But his struggle to live his dream had only just started.
"I remember when I was 14 or 15 wandering around the streets of London, asking, `where can I hear jazz'?
"I ended up going to a record library and just picked up the best album cover there." It turned out to be Rollins's Way Out West. It spurred his ambition but most people didn't want to know about the young black man trying to make his mark.
He started out playing reggae music, then realised "that jazz incorporated everything, the limits of your imagination, and offered more opportunity.
"And the saxophone is synonymous with jazz."
By now he could play his beloved sax, as well as other instruments. He'd taken part in drummer John Stevens' jazz workshops and played with the Charlie Watts' Orchestra.
But, despite a conscious effort to approach music publications, "they didn't want to talk about music; they talked about what I was wearing and called me a showman.
"Jazz was an Afro-Caribbean art form and not really respected.
"Black people were still seen as outsiders, immigrants. This is Britain."
But sheer persistence, and obvious talent, paid off - big time.
His debut album, the 1987 Journey To The Urge Within, became the first serious jazz album ever to make the British Top 40.
His second, quickly following in 1988, also reached the Top 40 then hit the US jazz charts.
Suddenly Pine was `out there' and pushing the boundaries. He released six albums within seven years.
And he's hardly drawn breath. He tells me there's a 12th album waiting to be mixed; an 11th series of Radio 2's Jazz Crusade, which he presents, currently on air; work on The Jazz, a new digital radio show; and a new film score - which he was commissioned to write for Paul Robeson's groundbreaking classic Borderline - just released on DVD.

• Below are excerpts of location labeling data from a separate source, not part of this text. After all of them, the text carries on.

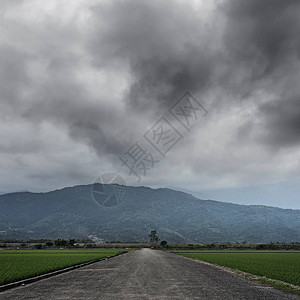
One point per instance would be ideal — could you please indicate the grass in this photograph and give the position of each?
(21, 264)
(279, 265)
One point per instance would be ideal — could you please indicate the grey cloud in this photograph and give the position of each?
(165, 45)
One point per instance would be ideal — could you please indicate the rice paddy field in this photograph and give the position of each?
(279, 265)
(20, 264)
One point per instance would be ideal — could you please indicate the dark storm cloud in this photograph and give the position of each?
(263, 31)
(165, 44)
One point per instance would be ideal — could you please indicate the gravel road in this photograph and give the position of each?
(146, 274)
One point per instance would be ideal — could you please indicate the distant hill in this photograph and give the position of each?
(177, 216)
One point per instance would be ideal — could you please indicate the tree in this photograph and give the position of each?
(153, 236)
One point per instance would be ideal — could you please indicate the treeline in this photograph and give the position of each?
(87, 243)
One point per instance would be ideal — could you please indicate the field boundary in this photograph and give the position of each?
(278, 284)
(53, 273)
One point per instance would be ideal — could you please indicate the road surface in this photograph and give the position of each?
(146, 274)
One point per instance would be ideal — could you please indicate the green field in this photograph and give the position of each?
(279, 265)
(20, 264)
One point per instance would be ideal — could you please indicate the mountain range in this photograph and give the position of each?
(125, 213)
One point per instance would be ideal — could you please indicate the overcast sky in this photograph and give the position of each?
(83, 80)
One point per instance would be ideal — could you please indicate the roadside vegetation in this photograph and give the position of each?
(268, 265)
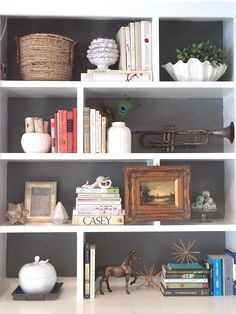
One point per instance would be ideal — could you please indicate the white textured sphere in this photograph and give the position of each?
(36, 142)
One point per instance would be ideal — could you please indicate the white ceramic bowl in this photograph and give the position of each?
(36, 142)
(194, 70)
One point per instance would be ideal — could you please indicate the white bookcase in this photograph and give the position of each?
(159, 90)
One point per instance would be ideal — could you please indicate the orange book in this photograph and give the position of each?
(74, 114)
(69, 132)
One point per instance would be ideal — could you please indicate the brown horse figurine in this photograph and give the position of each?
(123, 270)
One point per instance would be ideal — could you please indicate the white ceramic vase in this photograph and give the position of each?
(119, 138)
(36, 142)
(59, 215)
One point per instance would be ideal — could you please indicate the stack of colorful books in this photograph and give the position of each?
(98, 206)
(184, 280)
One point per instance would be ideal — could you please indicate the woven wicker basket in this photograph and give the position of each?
(45, 57)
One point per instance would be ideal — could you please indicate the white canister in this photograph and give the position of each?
(38, 277)
(119, 138)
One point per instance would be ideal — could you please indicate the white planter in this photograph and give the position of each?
(38, 277)
(59, 215)
(194, 70)
(119, 138)
(36, 142)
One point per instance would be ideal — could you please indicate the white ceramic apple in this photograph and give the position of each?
(38, 277)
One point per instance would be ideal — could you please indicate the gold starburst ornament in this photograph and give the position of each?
(184, 253)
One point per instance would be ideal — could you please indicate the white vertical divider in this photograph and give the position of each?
(80, 265)
(80, 106)
(155, 49)
(229, 47)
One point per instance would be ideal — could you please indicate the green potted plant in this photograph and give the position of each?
(198, 62)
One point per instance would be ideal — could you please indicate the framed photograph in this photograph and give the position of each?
(157, 193)
(40, 200)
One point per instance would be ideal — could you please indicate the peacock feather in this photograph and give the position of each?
(123, 108)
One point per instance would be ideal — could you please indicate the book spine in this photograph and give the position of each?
(98, 132)
(185, 280)
(129, 76)
(74, 114)
(63, 131)
(97, 220)
(53, 136)
(87, 270)
(217, 274)
(69, 132)
(98, 195)
(92, 270)
(86, 134)
(146, 45)
(120, 38)
(98, 212)
(227, 275)
(137, 33)
(104, 135)
(132, 46)
(92, 119)
(185, 292)
(186, 285)
(97, 202)
(97, 190)
(127, 41)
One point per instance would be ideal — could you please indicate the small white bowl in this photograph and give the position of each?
(36, 142)
(194, 70)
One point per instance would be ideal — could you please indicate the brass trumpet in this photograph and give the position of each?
(169, 137)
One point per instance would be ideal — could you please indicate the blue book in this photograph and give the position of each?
(216, 262)
(231, 252)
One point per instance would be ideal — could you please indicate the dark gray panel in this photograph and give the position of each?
(59, 248)
(154, 248)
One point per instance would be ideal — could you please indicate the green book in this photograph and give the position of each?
(178, 266)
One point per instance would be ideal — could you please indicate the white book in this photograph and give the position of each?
(132, 46)
(92, 270)
(98, 132)
(128, 53)
(146, 45)
(92, 120)
(127, 76)
(121, 40)
(137, 32)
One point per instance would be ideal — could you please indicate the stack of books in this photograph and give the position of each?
(95, 131)
(222, 268)
(98, 206)
(185, 280)
(64, 131)
(135, 60)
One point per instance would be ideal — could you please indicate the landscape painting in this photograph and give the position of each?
(157, 193)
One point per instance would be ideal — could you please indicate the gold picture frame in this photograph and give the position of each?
(157, 193)
(40, 200)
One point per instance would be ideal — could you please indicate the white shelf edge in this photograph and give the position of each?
(68, 228)
(26, 157)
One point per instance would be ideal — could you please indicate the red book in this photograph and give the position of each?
(53, 135)
(69, 132)
(62, 131)
(74, 114)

"Another dream come true" was setting up his own record company label, Destine-E, to release jazz produced by other artists.
It's just released Pad Up (get ready) by Cameron Pierre.
Not only is Pine's career constantly evolving, but so is his image. He's sporting his dreadlocks but his look "transforms as much as Doctor Who", he says, revealing he has actually appeared in the popular TV series, playing himself in 1988's Silver Nemesis episode, alongside Sylvester McCoy's doctor.
It's hardly surprising that Pine is credited with making jazz accessible and digestible for youngsters.
He runs workshops for young people and it's important to him that they have access to the music and opportunities he sought as a child.
"In one school, I took my saxophone and had a DJ with turntables - they'd never seen them before, they all have CD players.
"I think music is important to youngsters, it's a language. And, if we can improve with an instrument, we can improve with personal development .
"Music is an incredible tool."
He has four children himself and, while they enjoy music, they are left to make their own paths.
And is he married? "I'm married," he laughs. "Married to the saxophone!"
It seems a struggling youth has become a contented man.
And there is one irony that must give him a bittersweet satisfaction.
He's just been voted Saxophone Player of the Year at the renowned Ronnie Scott's Jazz Club in London, where, in those early days, he hadn't been allowed to play.
"I was never invited, even though at the time I was the UK's biggest selling jazz player.
"I wasn't considered good enough to play in places like that."
UK soul singer Mica Paris, with whom Pine has teamed up in the past, was also at the awards - "in a skimpy dress" - and they chatted about the possibility of making an album together.
"Who knows?" says Pine.
With jazz, it seems, anything is possible.